Variable type: numeric

skim_variable bucket n_missing complete_rate mean sd p0 p25 p50 p75 p100 hist
med_7_day_growth (0,10000] 0 1 0.02 0.03 0 0.00 0.01 0.02 0.20 ▇▁▁▁▁
med_7_day_growth (10000,100000] 0 1 0.02 0.02 0 0.00 0.01 0.02 0.09 ▇▂▁▁▁
med_7_day_growth (100000,200000] 0 1 0.01 0.01 0 0.00 0.01 0.01 0.04 ▇▂▂▁▁
med_7_day_growth (200000,500000] 0 1 0.01 0.01 0 0.01 0.01 0.02 0.08 ▇▂▁▁▁
med_7_day_growth (500000,1000000] 0 1 0.01 0.01 0 0.00 0.01 0.01 0.03 ▅▇▁▁▂
med_7_day_growth (1000000,Inf] 0 1 0.01 0.01 0 0.01 0.01 0.02 0.03 ▇▇▂▂▁

This gives us summary statistics for each profile bucket.

• For the 114 users with 0-10k followers, the median 7-day growth rate is 1% and the average is 1.8%.
• For the 166 users with 10-100k followers, the median 7-day growth rate is 1% and the average is 1.6%.
• For the 26 users with 100k-200k followers, the median 7-day growth rate is 0.65% and the average is 1.2%.
• For the 36 users with 200k-500k followers, the median 7-day growth rate is 1.2% and the average is 1.3%.
• For the 12 users with 500k-1m followers, the median 7-day growth rate is 0.87% and the average is 0.89%.
• For the 18 users with over 1m followers, the median 7-day growth rate is 1.5% and the average is 1.2%.

## Monthly Growth Rates

Let’s plot the distribution of monthly growth rates for each follower bucket.

# summarise distributions
growth_by_user %>%
ungroup() %>%
filter(!is.na(med_30_day_growth) & med_30_day_growth <= 1) %>%
group_by(bucket) %>%
select(bucket, med_30_day_growth) %>%
skim()
 Name Piped data Number of rows 367 Number of columns 2 _______________________ Column type frequency: numeric 1 ________________________ Group variables bucket

Variable type: numeric

skim_variable bucket n_missing complete_rate mean sd p0 p25 p50 p75 p100 hist
med_30_day_growth (0,10000] 0 1 0.09 0.11 0.00 0.02 0.06 0.13 0.78 ▇▂▁▁▁
med_30_day_growth (10000,100000] 0 1 0.10 0.12 -0.01 0.03 0.06 0.11 0.94 ▇▁▁▁▁
med_30_day_growth (100000,200000] 0 1 0.08 0.13 0.00 0.02 0.04 0.09 0.65 ▇▁▁▁▁
med_30_day_growth (200000,500000] 0 1 0.08 0.08 0.00 0.04 0.06 0.10 0.43 ▇▂▁▁▁
med_30_day_growth (500000,1000000] 0 1 0.10 0.16 0.01 0.03 0.04 0.09 0.59 ▇▁▁▁▁
med_30_day_growth (1000000,Inf] 0 1 0.09 0.11 0.00 0.04 0.06 0.11 0.45 ▇▃▁▁▁

Here are summary statistics for each profile bucket.
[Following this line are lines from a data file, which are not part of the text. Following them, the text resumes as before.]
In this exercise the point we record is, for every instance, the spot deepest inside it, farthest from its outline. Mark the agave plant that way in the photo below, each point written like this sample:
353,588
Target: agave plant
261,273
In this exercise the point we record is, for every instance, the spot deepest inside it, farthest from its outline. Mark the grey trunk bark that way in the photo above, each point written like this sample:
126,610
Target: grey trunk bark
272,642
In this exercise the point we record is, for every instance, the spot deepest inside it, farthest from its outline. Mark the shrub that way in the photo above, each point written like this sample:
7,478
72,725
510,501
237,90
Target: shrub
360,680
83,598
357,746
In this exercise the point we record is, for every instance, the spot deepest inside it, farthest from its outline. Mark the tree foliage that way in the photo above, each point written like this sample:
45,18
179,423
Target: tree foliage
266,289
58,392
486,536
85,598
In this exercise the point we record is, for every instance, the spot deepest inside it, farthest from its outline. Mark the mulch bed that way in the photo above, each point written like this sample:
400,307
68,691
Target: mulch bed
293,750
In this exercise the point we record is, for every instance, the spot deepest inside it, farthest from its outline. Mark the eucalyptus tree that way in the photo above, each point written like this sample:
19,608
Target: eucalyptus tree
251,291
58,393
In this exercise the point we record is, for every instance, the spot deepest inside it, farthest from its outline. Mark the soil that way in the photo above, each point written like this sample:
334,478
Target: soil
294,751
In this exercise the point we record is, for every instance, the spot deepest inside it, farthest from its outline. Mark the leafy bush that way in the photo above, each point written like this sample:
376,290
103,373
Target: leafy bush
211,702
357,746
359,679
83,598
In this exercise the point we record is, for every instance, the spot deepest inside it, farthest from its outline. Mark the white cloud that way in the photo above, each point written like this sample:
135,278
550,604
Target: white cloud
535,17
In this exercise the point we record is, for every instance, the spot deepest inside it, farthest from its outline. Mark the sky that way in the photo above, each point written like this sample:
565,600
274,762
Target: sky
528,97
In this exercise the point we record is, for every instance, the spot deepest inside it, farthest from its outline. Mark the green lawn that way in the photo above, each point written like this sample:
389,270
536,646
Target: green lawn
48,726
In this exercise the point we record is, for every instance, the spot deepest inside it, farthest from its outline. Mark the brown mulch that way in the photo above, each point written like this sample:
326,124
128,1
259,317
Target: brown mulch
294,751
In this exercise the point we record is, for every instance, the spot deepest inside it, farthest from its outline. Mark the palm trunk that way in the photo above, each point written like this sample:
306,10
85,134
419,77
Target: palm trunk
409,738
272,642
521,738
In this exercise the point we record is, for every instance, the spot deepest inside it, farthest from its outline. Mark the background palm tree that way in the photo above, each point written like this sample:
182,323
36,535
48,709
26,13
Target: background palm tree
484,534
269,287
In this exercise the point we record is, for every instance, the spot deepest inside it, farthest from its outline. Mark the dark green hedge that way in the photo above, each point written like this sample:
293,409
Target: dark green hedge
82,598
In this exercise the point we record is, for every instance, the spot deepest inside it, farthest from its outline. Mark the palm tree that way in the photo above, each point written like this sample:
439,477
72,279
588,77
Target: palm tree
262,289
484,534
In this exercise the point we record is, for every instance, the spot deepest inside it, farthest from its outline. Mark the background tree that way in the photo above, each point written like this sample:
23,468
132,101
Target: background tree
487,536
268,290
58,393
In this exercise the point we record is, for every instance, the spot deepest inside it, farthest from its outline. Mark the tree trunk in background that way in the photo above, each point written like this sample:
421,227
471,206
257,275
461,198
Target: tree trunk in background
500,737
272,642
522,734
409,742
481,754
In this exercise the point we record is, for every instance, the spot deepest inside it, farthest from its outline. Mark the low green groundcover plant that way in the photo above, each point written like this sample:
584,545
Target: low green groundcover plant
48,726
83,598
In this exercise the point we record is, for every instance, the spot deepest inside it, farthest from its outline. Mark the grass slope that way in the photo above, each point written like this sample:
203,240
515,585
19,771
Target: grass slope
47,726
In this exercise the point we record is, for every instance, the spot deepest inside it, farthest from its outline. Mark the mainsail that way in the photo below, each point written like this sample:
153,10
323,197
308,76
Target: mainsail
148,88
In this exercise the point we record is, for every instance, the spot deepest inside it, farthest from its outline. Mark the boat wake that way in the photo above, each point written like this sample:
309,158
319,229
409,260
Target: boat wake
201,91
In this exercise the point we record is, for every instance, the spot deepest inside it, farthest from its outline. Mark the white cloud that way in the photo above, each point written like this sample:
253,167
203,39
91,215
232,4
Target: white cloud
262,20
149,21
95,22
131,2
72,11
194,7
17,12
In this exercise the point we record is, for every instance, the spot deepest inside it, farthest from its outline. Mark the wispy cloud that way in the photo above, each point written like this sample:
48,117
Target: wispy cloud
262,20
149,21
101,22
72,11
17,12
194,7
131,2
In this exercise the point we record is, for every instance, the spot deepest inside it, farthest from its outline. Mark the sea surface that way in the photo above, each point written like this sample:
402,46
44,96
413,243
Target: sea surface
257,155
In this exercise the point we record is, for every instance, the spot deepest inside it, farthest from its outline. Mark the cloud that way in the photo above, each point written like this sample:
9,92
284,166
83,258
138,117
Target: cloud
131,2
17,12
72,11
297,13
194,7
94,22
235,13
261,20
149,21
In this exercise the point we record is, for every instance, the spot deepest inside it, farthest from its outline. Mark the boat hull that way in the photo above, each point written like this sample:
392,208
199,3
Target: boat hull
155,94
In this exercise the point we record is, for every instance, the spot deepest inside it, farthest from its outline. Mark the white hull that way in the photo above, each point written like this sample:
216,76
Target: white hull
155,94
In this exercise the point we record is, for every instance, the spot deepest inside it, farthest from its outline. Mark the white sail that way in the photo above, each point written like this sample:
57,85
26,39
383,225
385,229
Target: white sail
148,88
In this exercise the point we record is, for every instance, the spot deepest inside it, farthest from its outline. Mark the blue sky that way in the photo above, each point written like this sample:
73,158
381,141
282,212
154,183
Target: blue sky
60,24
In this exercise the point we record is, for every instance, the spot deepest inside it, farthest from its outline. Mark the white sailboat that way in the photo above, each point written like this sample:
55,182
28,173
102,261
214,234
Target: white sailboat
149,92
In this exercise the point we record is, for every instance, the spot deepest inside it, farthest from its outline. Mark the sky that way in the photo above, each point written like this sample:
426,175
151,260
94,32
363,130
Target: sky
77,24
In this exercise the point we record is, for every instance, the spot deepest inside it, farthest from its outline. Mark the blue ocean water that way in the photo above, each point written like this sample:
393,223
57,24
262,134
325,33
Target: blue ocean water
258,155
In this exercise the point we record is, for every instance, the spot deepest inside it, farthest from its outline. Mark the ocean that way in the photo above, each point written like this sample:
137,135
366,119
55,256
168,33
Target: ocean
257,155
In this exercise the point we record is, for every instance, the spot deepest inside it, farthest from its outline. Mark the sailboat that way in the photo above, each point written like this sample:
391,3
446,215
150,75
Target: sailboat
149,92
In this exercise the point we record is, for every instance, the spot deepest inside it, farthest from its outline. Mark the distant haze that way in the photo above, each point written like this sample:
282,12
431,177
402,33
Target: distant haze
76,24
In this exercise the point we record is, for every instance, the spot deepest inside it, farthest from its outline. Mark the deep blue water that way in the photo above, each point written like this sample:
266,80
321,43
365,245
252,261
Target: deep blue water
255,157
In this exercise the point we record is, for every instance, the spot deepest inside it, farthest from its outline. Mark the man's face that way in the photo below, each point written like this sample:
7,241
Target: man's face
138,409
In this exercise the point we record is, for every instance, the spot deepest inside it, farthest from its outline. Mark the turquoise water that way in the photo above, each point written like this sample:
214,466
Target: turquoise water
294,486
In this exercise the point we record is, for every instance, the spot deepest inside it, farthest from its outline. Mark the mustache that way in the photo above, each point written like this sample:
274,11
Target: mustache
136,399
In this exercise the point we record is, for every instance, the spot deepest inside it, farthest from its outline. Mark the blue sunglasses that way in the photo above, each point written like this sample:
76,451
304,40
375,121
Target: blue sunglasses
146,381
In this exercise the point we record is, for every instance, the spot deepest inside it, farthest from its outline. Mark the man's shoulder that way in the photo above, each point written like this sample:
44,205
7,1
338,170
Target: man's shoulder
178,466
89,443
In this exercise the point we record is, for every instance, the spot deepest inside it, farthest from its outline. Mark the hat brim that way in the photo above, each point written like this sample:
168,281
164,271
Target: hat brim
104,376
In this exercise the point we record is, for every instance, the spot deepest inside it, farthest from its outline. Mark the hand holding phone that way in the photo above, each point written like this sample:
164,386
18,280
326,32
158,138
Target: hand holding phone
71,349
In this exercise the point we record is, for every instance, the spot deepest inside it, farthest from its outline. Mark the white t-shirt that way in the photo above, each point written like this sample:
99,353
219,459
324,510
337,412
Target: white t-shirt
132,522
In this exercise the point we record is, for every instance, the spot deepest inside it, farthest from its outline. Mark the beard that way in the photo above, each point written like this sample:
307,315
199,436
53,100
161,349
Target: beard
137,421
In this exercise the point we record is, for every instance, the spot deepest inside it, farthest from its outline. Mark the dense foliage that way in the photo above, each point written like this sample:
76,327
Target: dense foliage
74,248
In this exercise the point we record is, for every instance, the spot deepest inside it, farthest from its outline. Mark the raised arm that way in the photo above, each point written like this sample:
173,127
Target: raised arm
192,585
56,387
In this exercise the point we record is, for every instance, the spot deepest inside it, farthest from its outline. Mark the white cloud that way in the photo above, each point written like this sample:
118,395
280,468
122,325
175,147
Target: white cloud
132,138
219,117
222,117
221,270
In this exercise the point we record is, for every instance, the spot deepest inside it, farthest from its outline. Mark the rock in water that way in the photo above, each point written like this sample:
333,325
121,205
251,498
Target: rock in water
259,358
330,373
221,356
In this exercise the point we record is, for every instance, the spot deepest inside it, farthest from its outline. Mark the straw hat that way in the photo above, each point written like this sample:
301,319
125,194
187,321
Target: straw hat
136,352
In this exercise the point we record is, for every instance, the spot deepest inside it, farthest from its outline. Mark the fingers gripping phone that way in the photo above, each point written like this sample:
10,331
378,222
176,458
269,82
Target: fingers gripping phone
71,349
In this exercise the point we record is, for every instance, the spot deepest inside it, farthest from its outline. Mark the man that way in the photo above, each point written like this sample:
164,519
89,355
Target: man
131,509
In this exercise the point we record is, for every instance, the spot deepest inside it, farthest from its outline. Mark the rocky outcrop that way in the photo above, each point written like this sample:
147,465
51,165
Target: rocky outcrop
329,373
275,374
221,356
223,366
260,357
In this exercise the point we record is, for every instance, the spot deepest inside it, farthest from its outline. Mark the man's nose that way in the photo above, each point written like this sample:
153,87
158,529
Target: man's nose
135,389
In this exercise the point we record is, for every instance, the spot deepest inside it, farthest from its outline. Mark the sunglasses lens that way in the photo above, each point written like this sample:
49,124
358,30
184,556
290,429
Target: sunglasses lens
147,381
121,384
• For the 114 users with 0-10k followers, the median 30-day growth rate is 5.5% and the average is 9.3%.
• For the 166 users with 10-100k followers, the median 30-day growth rate is 6.1% and the average is 9.7%.
• For the 26 users with 100k-200k followers, the median 30-day growth rate is 4.5% and the average is 8%.
• For the 36 users with 200k-500k followers, the median 30-day growth rate is 6% and the average is 8.1%.
• For the 12 users with 500k-1m followers, the median 30-day growth rate is 3.6% and the average is 9.7%.
• For the 18 users with over 1m followers, the median 30-day growth rate is 6% and the average is 9.4%.